Zmarła Elżbieta Misiak - Bremer

 Z ogromnym smutkiem informujemy,  że 25. kwietnia zmarła Elżbieta Misiak - Bremer,  przewodniczka SKPB Warszawa (kurs przewodnicki 1960/1961), ratowniczka Grupy Bieszczadzkiej GOPR oraz wieloletnia szefowa schorniska PTTK w Wetlinie.  

W czerwcu 2022 r. podczas obchodów 65-lecia SKPB wręczyliśmy Miśce naszą trójkątną blachę z numerem 1961/1.

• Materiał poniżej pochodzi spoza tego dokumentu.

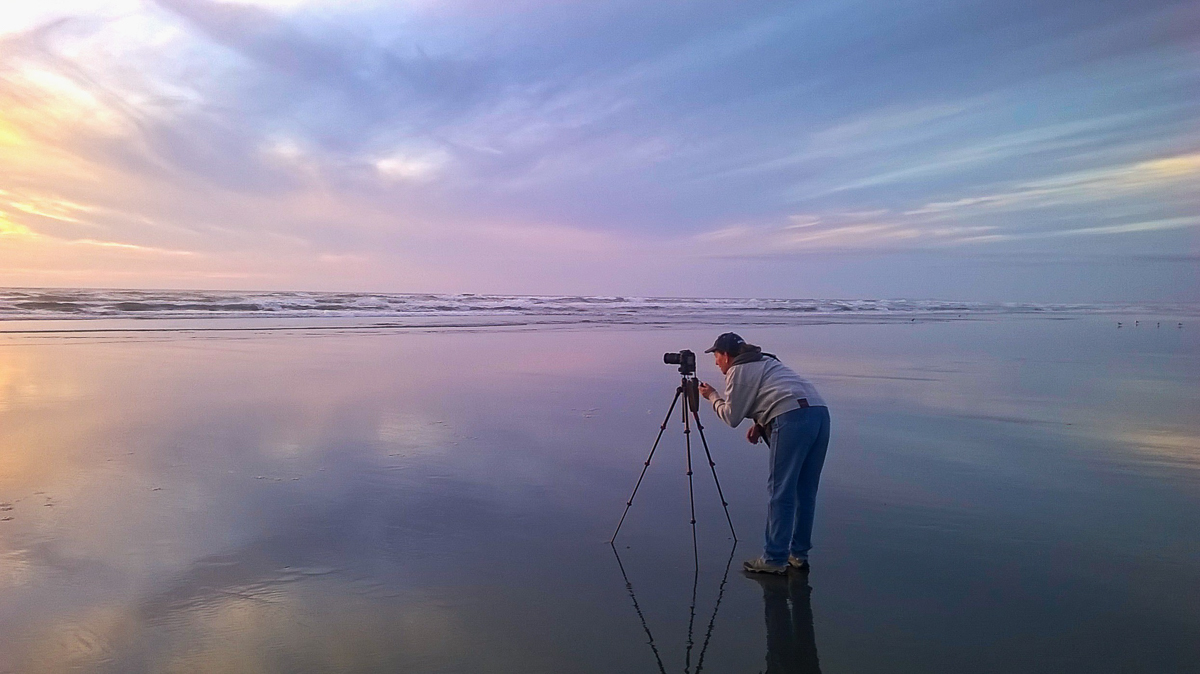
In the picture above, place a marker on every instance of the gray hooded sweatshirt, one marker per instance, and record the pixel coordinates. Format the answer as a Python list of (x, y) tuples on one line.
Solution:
[(759, 386)]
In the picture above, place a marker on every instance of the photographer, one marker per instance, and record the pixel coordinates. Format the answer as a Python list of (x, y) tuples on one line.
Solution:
[(793, 420)]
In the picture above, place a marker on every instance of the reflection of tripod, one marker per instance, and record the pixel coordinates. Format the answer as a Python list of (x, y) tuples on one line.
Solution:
[(691, 613), (689, 387)]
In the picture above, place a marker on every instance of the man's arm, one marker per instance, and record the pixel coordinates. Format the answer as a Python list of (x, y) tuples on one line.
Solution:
[(732, 408)]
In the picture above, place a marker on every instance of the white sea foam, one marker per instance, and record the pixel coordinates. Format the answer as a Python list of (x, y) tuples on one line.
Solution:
[(35, 305)]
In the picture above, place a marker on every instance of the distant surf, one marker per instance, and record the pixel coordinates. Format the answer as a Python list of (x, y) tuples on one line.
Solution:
[(30, 307)]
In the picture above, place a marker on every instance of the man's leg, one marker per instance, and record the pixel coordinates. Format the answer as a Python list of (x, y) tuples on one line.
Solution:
[(791, 438), (808, 480)]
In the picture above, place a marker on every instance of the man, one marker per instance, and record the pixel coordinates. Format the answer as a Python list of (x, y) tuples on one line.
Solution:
[(793, 420)]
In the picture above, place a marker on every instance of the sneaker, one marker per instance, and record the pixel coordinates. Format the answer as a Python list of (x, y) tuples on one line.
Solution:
[(760, 565)]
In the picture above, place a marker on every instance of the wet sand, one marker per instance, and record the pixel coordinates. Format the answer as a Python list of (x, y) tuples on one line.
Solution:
[(1003, 494)]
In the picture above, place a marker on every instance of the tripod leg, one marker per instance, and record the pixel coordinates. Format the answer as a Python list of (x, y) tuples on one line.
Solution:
[(647, 464), (712, 465), (691, 494)]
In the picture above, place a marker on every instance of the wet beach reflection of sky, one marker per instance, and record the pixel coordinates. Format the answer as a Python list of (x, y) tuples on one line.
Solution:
[(1011, 494)]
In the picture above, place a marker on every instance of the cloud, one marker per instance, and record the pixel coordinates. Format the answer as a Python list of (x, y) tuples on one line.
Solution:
[(432, 142)]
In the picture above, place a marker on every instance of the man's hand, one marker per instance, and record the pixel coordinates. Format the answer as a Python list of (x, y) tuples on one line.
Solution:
[(754, 434)]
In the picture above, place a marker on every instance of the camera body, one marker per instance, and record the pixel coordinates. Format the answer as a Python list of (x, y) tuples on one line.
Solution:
[(684, 359)]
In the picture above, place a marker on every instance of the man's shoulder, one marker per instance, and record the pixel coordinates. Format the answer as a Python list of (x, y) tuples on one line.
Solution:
[(745, 368)]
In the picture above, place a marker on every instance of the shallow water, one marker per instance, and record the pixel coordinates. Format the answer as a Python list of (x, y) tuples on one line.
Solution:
[(1002, 494)]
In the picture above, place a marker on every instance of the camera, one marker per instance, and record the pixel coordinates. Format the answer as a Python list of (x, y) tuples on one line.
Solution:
[(684, 359)]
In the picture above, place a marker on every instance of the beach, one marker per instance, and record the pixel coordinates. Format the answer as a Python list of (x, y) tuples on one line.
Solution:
[(1007, 491)]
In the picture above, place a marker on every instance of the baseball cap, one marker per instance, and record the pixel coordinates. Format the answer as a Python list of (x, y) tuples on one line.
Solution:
[(727, 343)]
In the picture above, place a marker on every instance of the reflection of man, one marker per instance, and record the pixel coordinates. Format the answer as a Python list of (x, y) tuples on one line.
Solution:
[(791, 642), (790, 415)]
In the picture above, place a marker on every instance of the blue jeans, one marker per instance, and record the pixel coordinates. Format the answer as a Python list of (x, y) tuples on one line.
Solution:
[(798, 443)]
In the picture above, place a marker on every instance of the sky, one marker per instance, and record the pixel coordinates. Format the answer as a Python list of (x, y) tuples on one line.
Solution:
[(972, 150)]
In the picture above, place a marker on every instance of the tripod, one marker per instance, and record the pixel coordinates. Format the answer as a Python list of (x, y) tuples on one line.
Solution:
[(689, 389)]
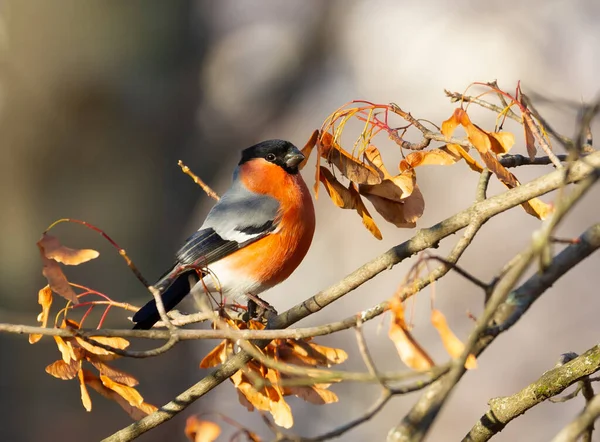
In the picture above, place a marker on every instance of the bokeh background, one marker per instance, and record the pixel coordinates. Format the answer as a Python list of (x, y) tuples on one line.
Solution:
[(99, 99)]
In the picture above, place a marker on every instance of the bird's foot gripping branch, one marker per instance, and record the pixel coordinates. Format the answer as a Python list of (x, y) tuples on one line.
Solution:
[(233, 252)]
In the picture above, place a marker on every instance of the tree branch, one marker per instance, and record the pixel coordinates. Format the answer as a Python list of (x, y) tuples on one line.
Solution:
[(417, 422), (505, 409), (424, 239)]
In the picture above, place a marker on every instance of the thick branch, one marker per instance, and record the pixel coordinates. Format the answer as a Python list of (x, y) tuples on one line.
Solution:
[(505, 409), (581, 424), (424, 239), (418, 421)]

Poniżej fragment rozdziału "Bieszczadzka szkoła uczuć" z „Kroniki studenckiej turystyki górskiej SKPB Warszawa” z 1972 r., a autorem tych słów był mąż Miśki, ś.p. Bronek Bremer (bl. 12):
Bronek i Miśka"…Rozkojarzona kolejnym upalnym i upojnym bieszczadzkim latem, po wychowaniu na przejściu przewodnickim kolejnego młodego pokolenia, jesienią 1963 roku podjęła męską decyzję Elżbieta "Miśka" Misiakówka. Nie ujmując niczego i w niczym poprzednio przedstawionym bieszczadzkim pionierom - trzeba przyznać, że Miśczyna Odyseja była chyba najbardziej barwna. Pierwsze noce przed startem spędziła oczywiście na gościnnej, jednoosobowej amerykance u Oldka, potem zaczęły się kolejne popasy. Turaszówka, Szczawne, Czarna, Uherce, Średnia Wieś, Wołkowyja, Bukowiec, Wetlina. W Turaszówce przez niedopatrzenie /dyrektora technikum, w którym uczyła/ wychowała kilkunastu wyrostków na turystów z prawdziwego zdarzenia, zamiast na elektryków. W Sanoku powiła syna, zdobyła tytuł absolutnej miss prawobrzeżnej Wołkowyji, w Bukowcu zbudowała trzy przepusty drogowe. W Uhercach tytułowano ją głównym energetykiem bieszczadzkiego KPRD. Dzierżawiąc w latach 1967-1969 schronisko PTTK w Wetlinie zaskarbiła sobie dozgonną wdzięczność i szacunek nielicznych turystów oraz niezliczonych rzesz znajomych. Zawarła atrakcyjne znajomości na różnych, czasem bardzo wysokich szczeblach, chociaż są to sprawy względne i przemijające. Śniła się po nocach społecznym i etatowym działaczom petetekowskim, jak również powiatowym notablom - przy czym nie były to sny przyjemne. Udzielała licznych wywiadów przedstawicielom radia, prasy i MO. Służyła wydatną pomocą realizatorom filmu "Wilcze echa". Czynnie uczestniczyła w wielu brawurowych akcjach bieszczadzkiego GOPR-u, którego była i jest członkiem. Znużona nieco tak intensywnym trybem życia, zamieniła wreszcie osiemdziesięcioosobową wetlińską budę na warszawskie M-4.
Z kronikarskiego obowiązku dodaję, że towarzyszyłem Miśce w jej bieszczadzkiej przygodzie."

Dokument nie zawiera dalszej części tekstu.